Guidelines for provisioning Symantec Data Loss Prevention scans of Box targets
Last Updated March 04, 2016
This article contains recommendations for provisioning Discover servers to achieve a scan rate of approximately 23 GB per hour when running Box target scans. It also includes an Excel work sheet to help you calculate the scale of your deployment based on the amount of data in your repository.
Symantec recommends the following detection server system resources for Box scanning:
16 CPU cores per server
30 GB of system memory per server
Symantec recommends the following server settings for each detection server:
15 crawler threads (this is the default setting)
BoxMonitor.FileReaderMemory = -Xmx16G
FileReader.MaxFileSystemCrawlerMemory = 1999M
MessageChains.NumChain = 32
MessageChains.CacheSize = 64
Symantec recommends these additional best practices to achieve a scan rate of approximately 23 GB per detection server per hour:
Divide the Box users and groups uniquely between your detections servers.
Use different Box accounts for authorization for each detection server to avoid reaching the Box account limit.
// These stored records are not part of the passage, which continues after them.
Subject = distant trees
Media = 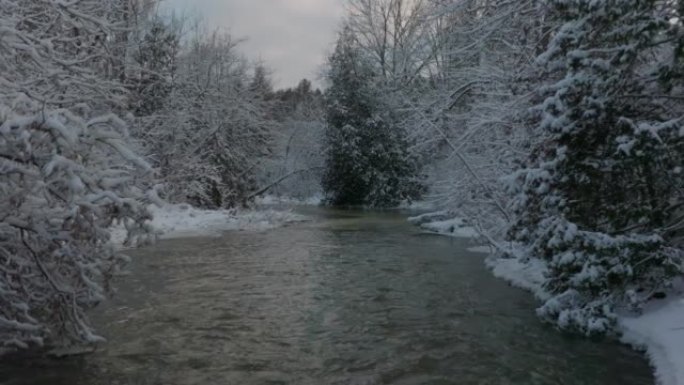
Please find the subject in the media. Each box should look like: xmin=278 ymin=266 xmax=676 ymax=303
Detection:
xmin=332 ymin=0 xmax=684 ymax=334
xmin=129 ymin=18 xmax=273 ymax=208
xmin=259 ymin=79 xmax=325 ymax=199
xmin=323 ymin=29 xmax=423 ymax=207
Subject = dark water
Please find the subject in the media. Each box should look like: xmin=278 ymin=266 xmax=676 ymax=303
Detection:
xmin=0 ymin=210 xmax=654 ymax=385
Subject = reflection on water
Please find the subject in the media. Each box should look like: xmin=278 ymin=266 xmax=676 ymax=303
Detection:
xmin=0 ymin=209 xmax=653 ymax=385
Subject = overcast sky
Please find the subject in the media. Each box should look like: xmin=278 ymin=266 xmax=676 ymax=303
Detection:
xmin=159 ymin=0 xmax=343 ymax=87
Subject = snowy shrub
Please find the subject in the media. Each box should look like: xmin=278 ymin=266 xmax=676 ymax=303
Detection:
xmin=509 ymin=0 xmax=684 ymax=334
xmin=0 ymin=0 xmax=151 ymax=351
xmin=0 ymin=99 xmax=154 ymax=349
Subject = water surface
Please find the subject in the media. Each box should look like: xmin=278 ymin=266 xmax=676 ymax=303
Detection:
xmin=0 ymin=209 xmax=654 ymax=385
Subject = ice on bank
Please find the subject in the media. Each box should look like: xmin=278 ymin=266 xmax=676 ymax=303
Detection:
xmin=111 ymin=204 xmax=306 ymax=245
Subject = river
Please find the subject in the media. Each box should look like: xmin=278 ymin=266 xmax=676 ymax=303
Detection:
xmin=0 ymin=208 xmax=654 ymax=385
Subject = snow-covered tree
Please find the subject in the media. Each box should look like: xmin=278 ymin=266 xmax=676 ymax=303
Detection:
xmin=0 ymin=0 xmax=153 ymax=351
xmin=323 ymin=29 xmax=423 ymax=207
xmin=510 ymin=0 xmax=684 ymax=334
xmin=137 ymin=30 xmax=272 ymax=208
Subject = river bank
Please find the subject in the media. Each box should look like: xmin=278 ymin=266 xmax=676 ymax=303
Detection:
xmin=409 ymin=211 xmax=684 ymax=385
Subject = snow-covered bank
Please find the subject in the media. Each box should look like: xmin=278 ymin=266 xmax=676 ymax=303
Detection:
xmin=409 ymin=211 xmax=684 ymax=385
xmin=255 ymin=195 xmax=323 ymax=206
xmin=474 ymin=246 xmax=684 ymax=385
xmin=111 ymin=204 xmax=306 ymax=245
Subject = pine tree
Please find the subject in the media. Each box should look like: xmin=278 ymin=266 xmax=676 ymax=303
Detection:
xmin=510 ymin=0 xmax=684 ymax=334
xmin=323 ymin=30 xmax=424 ymax=207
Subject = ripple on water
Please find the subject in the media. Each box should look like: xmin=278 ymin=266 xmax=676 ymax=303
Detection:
xmin=0 ymin=210 xmax=654 ymax=385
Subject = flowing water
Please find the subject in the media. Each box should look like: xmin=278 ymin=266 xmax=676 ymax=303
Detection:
xmin=0 ymin=209 xmax=654 ymax=385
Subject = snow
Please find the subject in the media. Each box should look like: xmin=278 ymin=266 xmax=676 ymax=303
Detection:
xmin=416 ymin=216 xmax=684 ymax=385
xmin=620 ymin=282 xmax=684 ymax=385
xmin=111 ymin=204 xmax=306 ymax=245
xmin=255 ymin=195 xmax=323 ymax=206
xmin=487 ymin=249 xmax=684 ymax=385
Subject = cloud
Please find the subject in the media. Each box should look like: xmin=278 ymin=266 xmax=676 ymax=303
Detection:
xmin=164 ymin=0 xmax=343 ymax=87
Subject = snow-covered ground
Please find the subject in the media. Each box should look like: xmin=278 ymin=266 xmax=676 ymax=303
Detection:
xmin=255 ymin=195 xmax=323 ymax=206
xmin=409 ymin=211 xmax=684 ymax=385
xmin=111 ymin=204 xmax=306 ymax=245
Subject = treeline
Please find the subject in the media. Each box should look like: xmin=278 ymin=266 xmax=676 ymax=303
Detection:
xmin=0 ymin=0 xmax=322 ymax=353
xmin=323 ymin=0 xmax=684 ymax=334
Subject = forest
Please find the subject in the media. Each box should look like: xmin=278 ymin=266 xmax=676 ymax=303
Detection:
xmin=0 ymin=0 xmax=684 ymax=380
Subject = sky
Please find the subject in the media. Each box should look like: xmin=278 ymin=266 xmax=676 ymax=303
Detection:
xmin=163 ymin=0 xmax=344 ymax=88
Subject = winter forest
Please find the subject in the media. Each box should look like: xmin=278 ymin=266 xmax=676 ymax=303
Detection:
xmin=0 ymin=0 xmax=684 ymax=385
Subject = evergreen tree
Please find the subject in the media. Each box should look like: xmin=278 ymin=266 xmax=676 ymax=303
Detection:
xmin=510 ymin=0 xmax=684 ymax=334
xmin=323 ymin=30 xmax=424 ymax=207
Using the same account for authorization on multiple detection servers may result in a decrease in the scan rate.
Doubling the number of CPU cores and system memory for each detection server scanning Box increases the scan rate by approximately 40%.
Be aware that if a large percentage of the files you are scanning are small (a few Kb each, for example), you will reach the Box API limit more quickly than you would if you were scanning fewer files of a larger size. Scanning a large number of small files will lower the scan rate that you can expect to achieve.
Using these system resource, setting, and best practice recommendations should allow each detection server to scan 23 GB of content stored on Box per hour. You can use the attached worksheet to calculate how long it would take to scan large Box repositories depending on the number of detection servers you can deploy.